Eran la una y cuarto de la tarde, aún faltaban un par de
horas hasta que viniera algún niño a corretear por el parque, con lo cual, tenía
tiempo para limpiar una vez más mi gabardina, cuyo tejido ya estaba empezando a
resentirse por el desgaste al que estaba siendo sometido.
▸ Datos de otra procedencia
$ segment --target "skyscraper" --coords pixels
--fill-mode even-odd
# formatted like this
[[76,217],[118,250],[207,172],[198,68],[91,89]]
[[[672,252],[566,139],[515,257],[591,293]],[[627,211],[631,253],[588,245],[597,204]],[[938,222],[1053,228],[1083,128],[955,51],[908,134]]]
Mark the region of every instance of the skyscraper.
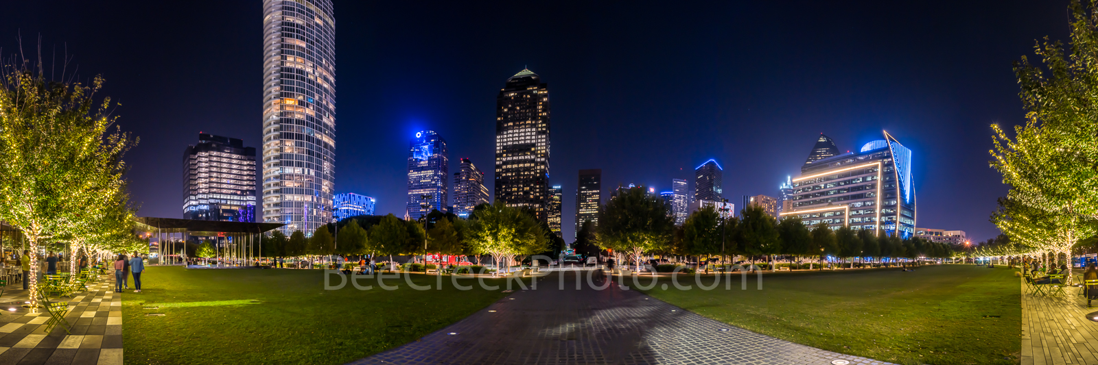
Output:
[[816,160],[793,179],[793,203],[782,216],[806,225],[873,229],[878,235],[915,235],[911,150],[884,133],[858,152]]
[[461,159],[461,167],[453,173],[453,214],[469,218],[478,205],[490,203],[484,173],[469,159]]
[[[785,212],[785,205],[793,203],[793,181],[791,176],[785,176],[785,182],[777,186],[781,192],[781,199],[777,202],[777,213]],[[786,203],[789,202],[789,203]]]
[[686,216],[690,215],[690,182],[682,179],[671,180],[671,212],[675,218],[675,226],[682,226],[686,223]]
[[549,230],[557,233],[557,237],[560,237],[560,207],[563,198],[564,192],[560,189],[560,185],[549,187]]
[[255,221],[255,147],[200,133],[183,150],[183,218]]
[[333,18],[330,0],[264,0],[262,217],[287,235],[332,220]]
[[591,220],[598,225],[598,206],[602,204],[603,170],[580,170],[580,183],[575,185],[575,230]]
[[446,212],[449,204],[449,151],[446,139],[434,130],[416,132],[408,142],[407,215],[419,219],[433,209]]
[[816,139],[816,146],[813,146],[813,151],[808,153],[808,159],[805,160],[805,164],[838,155],[839,147],[834,145],[834,140],[821,133],[820,137]]
[[337,219],[372,216],[373,206],[377,204],[377,201],[372,197],[355,193],[336,194],[333,201],[335,203],[335,216]]
[[549,84],[523,69],[496,96],[495,198],[547,219],[549,202]]
[[705,161],[694,169],[695,201],[720,202],[724,193],[720,186],[722,171],[716,160]]

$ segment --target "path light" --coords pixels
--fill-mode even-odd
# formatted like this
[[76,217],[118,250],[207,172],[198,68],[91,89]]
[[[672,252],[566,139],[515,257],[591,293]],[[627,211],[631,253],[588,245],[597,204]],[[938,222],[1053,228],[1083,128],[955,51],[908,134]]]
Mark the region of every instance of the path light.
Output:
[[1091,322],[1098,322],[1098,311],[1093,311],[1093,312],[1089,312],[1089,313],[1087,313],[1087,316],[1086,316],[1086,317],[1087,317],[1087,319],[1088,319],[1088,320],[1090,320]]

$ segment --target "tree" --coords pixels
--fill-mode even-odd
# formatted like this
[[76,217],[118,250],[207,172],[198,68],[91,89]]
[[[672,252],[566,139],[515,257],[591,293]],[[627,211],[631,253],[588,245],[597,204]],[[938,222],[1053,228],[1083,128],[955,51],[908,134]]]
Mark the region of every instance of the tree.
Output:
[[[691,255],[713,255],[720,254],[722,239],[728,232],[724,231],[720,215],[715,207],[706,206],[692,213],[683,223],[683,250]],[[732,244],[728,244],[730,252],[736,252]],[[708,270],[708,267],[706,267]]]
[[777,238],[782,241],[782,252],[786,254],[816,254],[808,251],[813,239],[811,232],[798,217],[785,216],[778,220]]
[[210,244],[210,240],[203,240],[202,244],[199,244],[199,251],[195,254],[202,259],[210,259],[216,256],[217,252],[213,249],[213,244]]
[[[768,258],[782,252],[782,241],[777,239],[774,217],[758,205],[747,206],[740,212],[740,216],[739,227],[736,229],[740,252],[750,255],[764,254]],[[773,265],[771,270],[774,270]]]
[[820,223],[813,227],[811,246],[808,248],[813,254],[820,256],[820,270],[824,269],[824,255],[837,253],[834,242],[834,231],[827,224]]
[[595,242],[603,249],[629,252],[640,270],[641,255],[670,242],[674,219],[659,196],[643,186],[618,189],[618,195],[598,208]]
[[[862,240],[858,238],[858,232],[848,226],[839,227],[834,231],[836,246],[839,249],[840,258],[854,258],[862,255]],[[854,262],[850,262],[850,269],[854,269]]]
[[[389,255],[389,262],[393,261],[394,254],[404,253],[408,239],[408,230],[405,221],[392,214],[381,218],[381,223],[370,229],[370,242],[380,254]],[[393,269],[390,265],[390,269]]]
[[[306,246],[305,233],[301,230],[294,230],[290,233],[290,240],[285,242],[285,254],[288,256],[304,255]],[[298,269],[301,269],[301,263],[298,263]]]
[[[13,62],[15,64],[15,62]],[[49,81],[41,64],[23,60],[0,71],[0,220],[18,227],[31,255],[31,306],[37,306],[38,244],[75,237],[117,204],[124,190],[122,156],[136,144],[110,132],[110,98],[90,85]],[[83,237],[83,235],[80,235]]]
[[509,255],[526,255],[546,250],[545,232],[537,219],[500,201],[474,210],[466,238],[477,254],[492,255],[498,265]]
[[[993,221],[1011,238],[1071,256],[1079,239],[1098,233],[1098,12],[1069,5],[1071,48],[1034,47],[1042,65],[1015,62],[1026,125],[1013,137],[993,125],[990,166],[1010,186]],[[1068,284],[1073,277],[1068,265]]]
[[349,219],[350,223],[344,226],[339,231],[339,236],[336,238],[338,244],[336,244],[337,253],[339,254],[362,254],[366,252],[366,241],[368,236],[366,230],[358,225],[355,219]]

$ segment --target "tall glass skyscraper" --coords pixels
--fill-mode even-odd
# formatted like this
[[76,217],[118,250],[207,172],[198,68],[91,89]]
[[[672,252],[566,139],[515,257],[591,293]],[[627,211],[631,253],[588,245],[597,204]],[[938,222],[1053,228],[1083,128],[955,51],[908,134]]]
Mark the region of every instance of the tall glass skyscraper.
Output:
[[461,167],[453,173],[453,214],[469,218],[473,208],[489,203],[484,173],[469,159],[461,159]]
[[603,196],[603,170],[580,170],[580,183],[575,187],[575,231],[579,232],[583,223],[598,226],[598,207]]
[[183,218],[256,221],[256,149],[200,133],[183,150]]
[[549,84],[527,69],[496,96],[495,198],[548,217]]
[[560,237],[560,208],[563,198],[564,192],[560,189],[560,185],[549,187],[549,205],[547,206],[549,230],[557,233],[557,237]]
[[792,204],[781,215],[806,225],[873,229],[908,238],[915,233],[911,150],[888,133],[858,152],[813,161],[794,178]]
[[264,221],[332,221],[336,66],[330,0],[264,0]]
[[708,160],[694,169],[694,199],[720,202],[724,189],[721,174],[724,170],[716,160]]
[[690,182],[682,179],[671,180],[671,212],[675,218],[675,226],[686,223],[690,215]]
[[434,130],[417,132],[408,142],[407,214],[412,219],[419,219],[433,209],[449,208],[448,156],[446,139]]

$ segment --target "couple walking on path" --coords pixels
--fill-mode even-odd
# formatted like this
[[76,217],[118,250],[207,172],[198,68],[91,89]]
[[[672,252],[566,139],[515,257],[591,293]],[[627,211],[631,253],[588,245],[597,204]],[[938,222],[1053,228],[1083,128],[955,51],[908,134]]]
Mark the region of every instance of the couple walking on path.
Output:
[[126,283],[127,272],[134,276],[134,293],[141,293],[141,273],[145,271],[145,260],[136,251],[133,259],[119,253],[119,259],[114,261],[114,292],[122,293],[122,288],[130,288]]

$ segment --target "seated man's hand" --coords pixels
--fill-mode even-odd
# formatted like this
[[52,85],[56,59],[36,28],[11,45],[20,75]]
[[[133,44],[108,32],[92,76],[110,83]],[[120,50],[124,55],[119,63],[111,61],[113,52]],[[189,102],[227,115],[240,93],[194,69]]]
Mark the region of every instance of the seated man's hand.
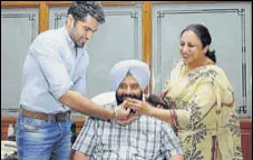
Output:
[[[127,110],[130,111],[129,108]],[[128,124],[128,123],[135,121],[138,117],[139,117],[139,114],[137,112],[136,113],[130,112],[129,116],[127,117],[127,119],[117,120],[117,123],[119,123],[119,124]]]
[[115,108],[115,119],[117,120],[126,120],[129,116],[130,110],[126,109],[126,101],[124,101],[120,106]]

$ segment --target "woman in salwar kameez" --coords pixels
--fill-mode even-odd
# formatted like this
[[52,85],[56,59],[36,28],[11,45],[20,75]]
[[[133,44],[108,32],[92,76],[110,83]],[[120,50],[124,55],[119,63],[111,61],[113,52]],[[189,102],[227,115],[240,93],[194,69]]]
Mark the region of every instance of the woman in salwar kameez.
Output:
[[211,41],[203,24],[189,24],[182,31],[183,59],[172,70],[164,92],[174,108],[159,109],[133,99],[127,100],[127,106],[169,122],[186,160],[242,160],[233,89],[224,71],[215,64]]

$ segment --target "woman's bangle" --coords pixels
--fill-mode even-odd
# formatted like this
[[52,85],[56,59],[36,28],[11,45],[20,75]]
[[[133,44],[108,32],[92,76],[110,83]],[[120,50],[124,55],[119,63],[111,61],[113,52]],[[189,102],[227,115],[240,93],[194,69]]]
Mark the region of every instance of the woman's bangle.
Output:
[[115,119],[115,120],[116,120],[116,119],[117,119],[117,117],[118,117],[116,109],[114,109],[113,113],[114,113],[114,118],[113,118],[113,119]]

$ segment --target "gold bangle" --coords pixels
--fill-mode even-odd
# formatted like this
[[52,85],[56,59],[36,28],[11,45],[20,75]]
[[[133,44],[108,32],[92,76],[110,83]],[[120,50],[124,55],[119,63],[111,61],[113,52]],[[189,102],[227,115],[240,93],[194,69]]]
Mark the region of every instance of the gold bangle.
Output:
[[115,118],[114,119],[117,119],[117,112],[116,112],[116,109],[114,109],[114,114],[115,114]]

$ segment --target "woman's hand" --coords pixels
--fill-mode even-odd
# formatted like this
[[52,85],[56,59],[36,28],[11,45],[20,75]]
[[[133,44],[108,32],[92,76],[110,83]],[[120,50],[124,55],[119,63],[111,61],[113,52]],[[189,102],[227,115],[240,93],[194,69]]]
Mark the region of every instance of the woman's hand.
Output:
[[136,111],[135,114],[142,114],[142,113],[147,114],[150,109],[150,104],[147,103],[146,101],[140,101],[140,100],[130,99],[130,98],[126,100],[126,107],[135,110]]
[[167,93],[168,93],[168,90],[163,90],[162,93],[160,93],[160,97],[165,98]]
[[116,120],[126,120],[130,110],[126,108],[126,101],[124,101],[120,106],[115,108],[114,112]]

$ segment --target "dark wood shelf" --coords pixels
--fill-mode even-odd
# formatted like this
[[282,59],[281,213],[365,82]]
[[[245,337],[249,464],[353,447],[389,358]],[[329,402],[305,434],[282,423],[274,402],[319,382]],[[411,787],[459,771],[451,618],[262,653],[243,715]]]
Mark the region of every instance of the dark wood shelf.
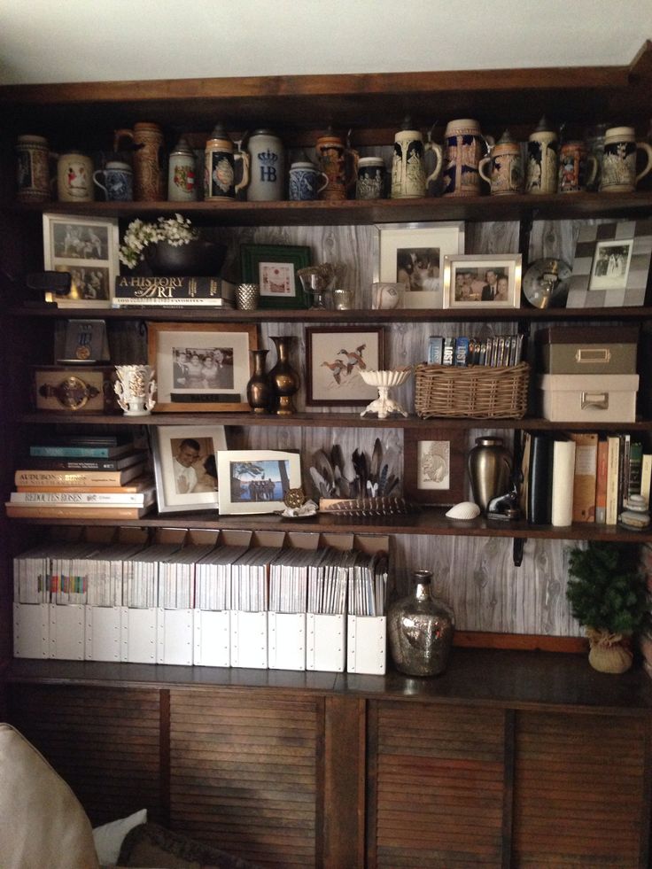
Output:
[[305,690],[421,702],[477,702],[486,708],[549,708],[586,712],[647,714],[652,681],[635,667],[617,679],[598,673],[586,656],[560,652],[455,648],[444,674],[411,679],[388,668],[384,676],[292,672],[163,664],[14,659],[6,670],[12,683],[192,687],[234,690]]
[[[155,218],[182,212],[198,225],[341,226],[423,221],[579,220],[632,218],[652,210],[652,192],[571,193],[513,196],[430,197],[344,202],[80,202],[75,214],[96,217]],[[70,213],[68,202],[15,204],[16,213]]]
[[[618,525],[594,523],[573,525],[531,525],[527,522],[487,519],[455,521],[445,516],[446,508],[423,508],[405,516],[346,516],[317,513],[303,519],[286,519],[275,514],[220,516],[217,510],[190,513],[163,513],[152,510],[140,519],[93,519],[97,525],[133,525],[141,528],[210,528],[243,531],[341,531],[354,534],[418,534],[427,537],[503,537],[510,539],[529,538],[555,540],[609,540],[646,543],[652,540],[652,529],[630,531]],[[84,525],[84,519],[12,518],[12,522],[38,525]]]

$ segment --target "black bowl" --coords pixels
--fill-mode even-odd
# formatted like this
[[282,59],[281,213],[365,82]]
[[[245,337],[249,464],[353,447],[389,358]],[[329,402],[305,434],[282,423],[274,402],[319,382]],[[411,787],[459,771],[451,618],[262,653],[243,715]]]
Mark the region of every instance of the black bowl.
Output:
[[197,239],[178,247],[167,242],[151,244],[145,260],[155,275],[218,277],[226,255],[226,244]]

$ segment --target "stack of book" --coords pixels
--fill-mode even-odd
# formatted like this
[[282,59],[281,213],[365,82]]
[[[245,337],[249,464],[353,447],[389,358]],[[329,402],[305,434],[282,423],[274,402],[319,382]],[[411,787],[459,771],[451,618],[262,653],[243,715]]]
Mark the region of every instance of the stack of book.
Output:
[[71,435],[33,444],[14,474],[7,516],[139,519],[156,499],[147,453],[113,435]]
[[632,495],[649,504],[652,454],[628,433],[526,432],[521,471],[533,524],[615,525]]

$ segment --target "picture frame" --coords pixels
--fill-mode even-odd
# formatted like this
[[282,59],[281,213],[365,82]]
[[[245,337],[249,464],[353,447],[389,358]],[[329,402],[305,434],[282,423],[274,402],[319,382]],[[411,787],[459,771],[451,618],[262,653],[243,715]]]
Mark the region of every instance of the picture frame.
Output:
[[259,285],[259,307],[308,306],[297,272],[310,265],[310,247],[299,244],[240,245],[242,279]]
[[402,283],[404,308],[444,306],[444,257],[464,252],[463,221],[375,227],[374,283]]
[[226,448],[223,425],[153,426],[159,512],[217,509],[217,455]]
[[46,213],[43,227],[45,270],[71,275],[70,293],[46,293],[46,301],[58,307],[111,307],[120,273],[117,219]]
[[307,327],[306,404],[355,407],[376,399],[377,389],[358,372],[361,365],[383,368],[383,337],[382,326]]
[[520,253],[445,256],[444,307],[518,308],[522,272]]
[[566,307],[645,305],[652,258],[652,219],[582,226]]
[[301,486],[299,453],[226,450],[217,454],[220,513],[275,513],[288,489]]
[[249,411],[250,351],[257,349],[253,323],[148,322],[148,362],[158,386],[154,413]]
[[464,500],[466,451],[459,429],[403,430],[403,493],[417,504]]

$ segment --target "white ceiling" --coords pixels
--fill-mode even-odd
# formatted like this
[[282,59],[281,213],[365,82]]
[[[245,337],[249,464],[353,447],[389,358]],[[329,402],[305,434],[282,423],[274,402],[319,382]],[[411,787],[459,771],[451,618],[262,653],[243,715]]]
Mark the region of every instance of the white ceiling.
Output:
[[629,64],[650,0],[0,0],[0,84]]

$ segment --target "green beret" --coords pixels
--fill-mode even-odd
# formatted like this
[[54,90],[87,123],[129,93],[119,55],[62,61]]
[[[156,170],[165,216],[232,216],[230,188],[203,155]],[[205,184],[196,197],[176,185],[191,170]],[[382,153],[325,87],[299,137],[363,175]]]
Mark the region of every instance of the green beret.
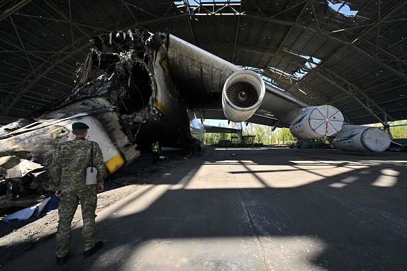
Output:
[[89,129],[89,127],[84,122],[75,122],[72,124],[72,129]]

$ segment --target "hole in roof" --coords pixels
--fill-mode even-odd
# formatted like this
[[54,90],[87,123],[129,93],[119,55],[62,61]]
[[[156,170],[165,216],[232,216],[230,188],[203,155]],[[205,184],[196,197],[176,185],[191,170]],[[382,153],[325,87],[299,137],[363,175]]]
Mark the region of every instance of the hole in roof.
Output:
[[330,1],[328,5],[333,10],[346,16],[354,16],[358,13],[358,11],[351,10],[349,6],[343,1]]
[[[229,0],[228,2],[240,2],[241,0]],[[201,3],[225,3],[225,0],[187,0],[184,1],[174,1],[175,5],[184,5],[186,2],[188,5],[197,5]]]

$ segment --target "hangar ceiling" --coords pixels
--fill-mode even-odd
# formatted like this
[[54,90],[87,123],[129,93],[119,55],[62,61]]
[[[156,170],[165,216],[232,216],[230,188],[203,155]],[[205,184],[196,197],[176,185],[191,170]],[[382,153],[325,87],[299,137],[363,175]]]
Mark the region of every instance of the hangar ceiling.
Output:
[[101,32],[172,34],[351,123],[407,119],[404,0],[0,0],[0,125],[72,90]]

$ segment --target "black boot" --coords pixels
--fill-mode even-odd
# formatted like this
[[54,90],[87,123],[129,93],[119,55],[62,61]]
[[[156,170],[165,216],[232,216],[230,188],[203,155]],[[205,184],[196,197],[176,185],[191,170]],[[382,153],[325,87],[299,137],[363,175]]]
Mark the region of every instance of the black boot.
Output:
[[84,259],[88,258],[88,257],[92,256],[92,255],[93,253],[95,253],[95,252],[97,252],[97,250],[101,249],[103,246],[103,241],[97,242],[96,244],[95,245],[94,247],[92,247],[92,248],[90,248],[88,250],[84,251]]

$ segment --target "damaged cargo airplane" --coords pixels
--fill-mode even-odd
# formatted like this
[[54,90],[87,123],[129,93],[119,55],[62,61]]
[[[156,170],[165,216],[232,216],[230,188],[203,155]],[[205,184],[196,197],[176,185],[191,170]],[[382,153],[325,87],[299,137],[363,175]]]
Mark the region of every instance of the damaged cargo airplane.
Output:
[[[52,154],[59,143],[73,139],[77,121],[90,127],[88,138],[101,146],[109,173],[156,140],[195,149],[210,129],[204,118],[291,127],[295,137],[307,139],[334,137],[345,126],[333,106],[310,107],[256,73],[171,34],[131,29],[101,34],[93,42],[72,92],[0,129],[0,175],[8,193],[13,184],[15,194],[53,192],[47,175]],[[348,138],[358,143],[343,140],[344,149],[352,144],[352,150],[381,151],[390,144],[380,130],[374,147],[367,147],[363,136],[352,136],[356,133],[352,131]]]

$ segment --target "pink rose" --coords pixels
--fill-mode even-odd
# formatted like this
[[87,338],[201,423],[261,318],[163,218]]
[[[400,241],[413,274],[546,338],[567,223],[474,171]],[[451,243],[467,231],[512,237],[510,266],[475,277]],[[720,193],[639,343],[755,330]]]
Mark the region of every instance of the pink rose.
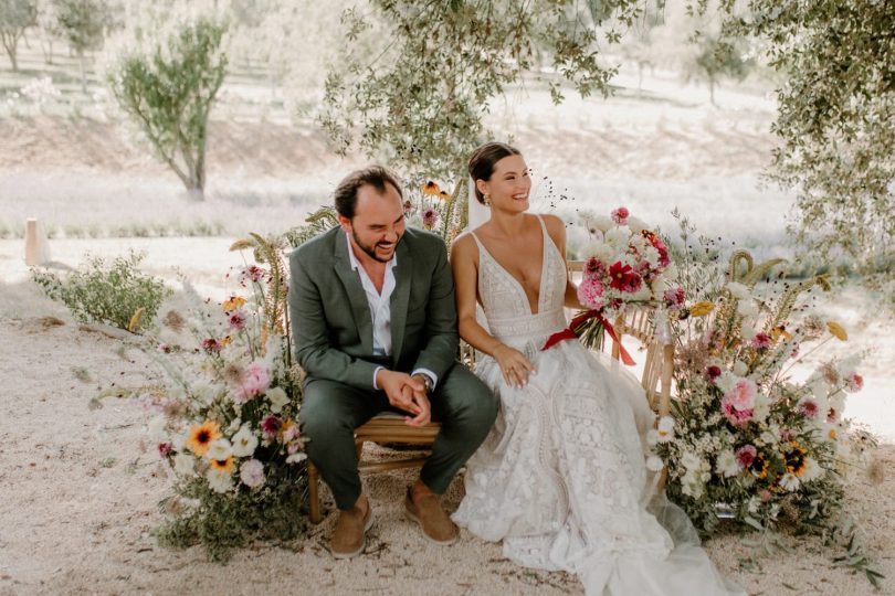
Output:
[[740,379],[734,389],[724,394],[724,398],[739,412],[751,409],[755,406],[755,383],[748,379]]
[[724,417],[727,418],[727,422],[734,426],[743,426],[752,419],[751,409],[737,409],[733,401],[726,395],[722,400],[722,412],[724,413]]
[[245,313],[241,310],[234,311],[233,315],[230,316],[230,329],[236,331],[245,329]]
[[806,418],[817,418],[820,414],[818,401],[812,395],[806,395],[796,404],[796,409]]
[[631,213],[628,211],[626,207],[619,207],[612,211],[612,221],[615,222],[617,225],[626,225],[628,217]]
[[585,278],[578,286],[578,300],[587,308],[601,309],[606,306],[603,300],[606,287],[601,281],[593,278]]
[[759,331],[752,338],[752,348],[756,350],[767,350],[770,348],[771,341],[770,336],[765,333],[764,331]]
[[758,449],[755,448],[755,445],[744,445],[736,451],[737,464],[740,468],[746,469],[752,465],[757,454]]
[[864,389],[864,377],[857,374],[855,371],[851,371],[845,375],[845,387],[851,393],[856,393]]

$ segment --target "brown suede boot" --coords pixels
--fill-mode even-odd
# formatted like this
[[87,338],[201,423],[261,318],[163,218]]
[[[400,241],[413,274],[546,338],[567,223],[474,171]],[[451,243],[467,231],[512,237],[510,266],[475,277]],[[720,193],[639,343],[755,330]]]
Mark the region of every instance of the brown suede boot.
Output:
[[413,502],[412,489],[408,489],[404,499],[404,514],[410,521],[420,524],[423,538],[435,544],[453,544],[460,535],[456,524],[441,508],[436,494],[424,494],[419,503]]
[[347,511],[339,511],[336,529],[329,541],[329,551],[336,558],[351,558],[364,551],[365,533],[372,525],[372,508],[367,504],[367,514],[355,505]]

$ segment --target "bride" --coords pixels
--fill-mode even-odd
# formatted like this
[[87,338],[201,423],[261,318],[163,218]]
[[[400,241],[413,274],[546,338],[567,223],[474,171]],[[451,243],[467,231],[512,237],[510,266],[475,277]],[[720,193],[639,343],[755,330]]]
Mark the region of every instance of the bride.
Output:
[[652,413],[636,380],[578,342],[541,351],[566,327],[564,307],[580,304],[562,221],[526,213],[522,155],[488,142],[468,169],[491,219],[452,247],[460,334],[486,354],[476,374],[501,413],[467,462],[453,520],[503,540],[520,565],[577,574],[589,595],[743,594],[654,488],[641,438]]

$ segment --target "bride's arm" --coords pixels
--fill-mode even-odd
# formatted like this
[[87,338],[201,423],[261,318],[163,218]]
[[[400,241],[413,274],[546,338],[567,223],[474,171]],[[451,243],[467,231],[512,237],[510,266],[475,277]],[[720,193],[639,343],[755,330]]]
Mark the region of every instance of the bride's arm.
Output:
[[[550,238],[559,248],[559,254],[562,255],[562,263],[566,263],[566,223],[556,215],[543,215],[544,223],[547,224],[547,233]],[[566,308],[580,308],[581,301],[578,300],[578,287],[571,280],[571,274],[568,273],[569,266],[566,264]]]
[[451,247],[451,270],[454,274],[454,296],[460,337],[492,356],[501,366],[504,381],[509,385],[523,385],[535,366],[525,355],[485,331],[475,318],[478,290],[478,247],[468,236],[460,236]]

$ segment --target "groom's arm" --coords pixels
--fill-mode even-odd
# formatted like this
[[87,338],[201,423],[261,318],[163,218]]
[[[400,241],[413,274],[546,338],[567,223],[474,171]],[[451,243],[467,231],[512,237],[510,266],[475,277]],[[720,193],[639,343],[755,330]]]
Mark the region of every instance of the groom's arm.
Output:
[[424,369],[443,379],[456,361],[460,337],[456,330],[456,304],[454,279],[448,265],[448,252],[439,244],[438,258],[429,288],[425,308],[425,343],[417,356],[412,370]]
[[305,255],[303,258],[299,249],[289,255],[289,319],[295,359],[310,376],[372,391],[378,366],[329,343],[320,288],[305,265],[313,260],[309,257]]

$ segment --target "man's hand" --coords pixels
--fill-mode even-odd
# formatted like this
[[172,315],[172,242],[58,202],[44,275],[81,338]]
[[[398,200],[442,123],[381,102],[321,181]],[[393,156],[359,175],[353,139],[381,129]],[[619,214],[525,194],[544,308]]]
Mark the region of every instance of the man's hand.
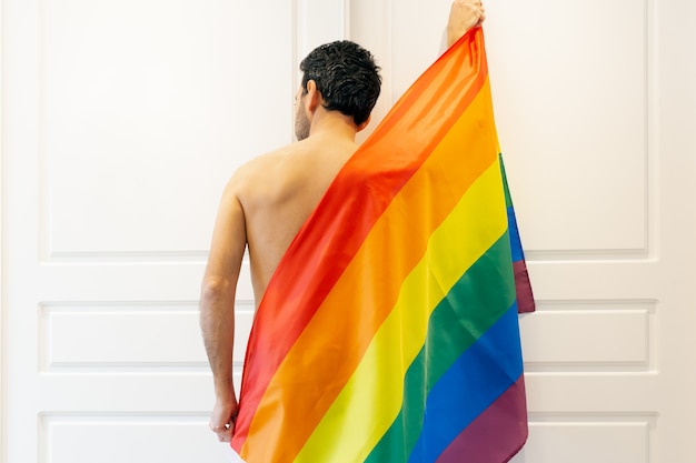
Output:
[[218,399],[210,416],[210,430],[218,435],[218,441],[230,442],[232,431],[235,431],[235,420],[237,419],[237,399],[231,396],[228,400]]
[[447,47],[451,47],[471,28],[480,27],[486,19],[481,0],[455,0],[447,22]]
Tras una intranquila espera de dos horas y veinticinco
minutos, con decisión me planté en la zona recreativa más próxima e hice un
breve análisis del entorno. Casi no había ningún padre por los alrededores, ni
siquiera en los bancos cercanos. Al lado había una terraza con bastante
alboroto. Seguramente se encontrarían allí, sin prestar absolutamente nada de
atención a los once niños que se columpiaban, se deslizaban por el tobogán o
daban brincos en la arena.
De entre ellos había un niño, de unos ocho años, que estaba
en la cima del tobogán con los pies colgando, balanceándolos en el aire. Desde
el primer momento se había dado cuenta de mi presencia, aunque me ocultara tras
un robusto árbol. Me entró un escalofrió cuando nuestras miradas se
encontraron. Me escondí y aguardé unos segundos para luego asomarme de nuevo y
comprobar que seguía vigilándome. Ante ello, tenía dos opciones: darme por vencido
e intentarlo en otro lugar o valerme de su curiosidad y llamar su atención para
que me siguiera. Claramente escogí la segunda opción.
Empecé a hacerle señas para que las copiara, como si se
tratara de un juego. De inmediato mordió mi anzuelo. En cuestión de cinco
minutos ya había creado la suficiente confianza en él como para que se bajara
del tobogán y se acercara casi a los límites de esa zona de ocio.

Fue bastante sencillo embelesarlo con ese premio. Dio saltos
de alegría, por lo que tuve que pedirle que guardara silencio y actuara como si
yo fuera su hermano mayor, ya que si no algún adulto aburrido podría
interponerse y se quedaría sin el videojuego.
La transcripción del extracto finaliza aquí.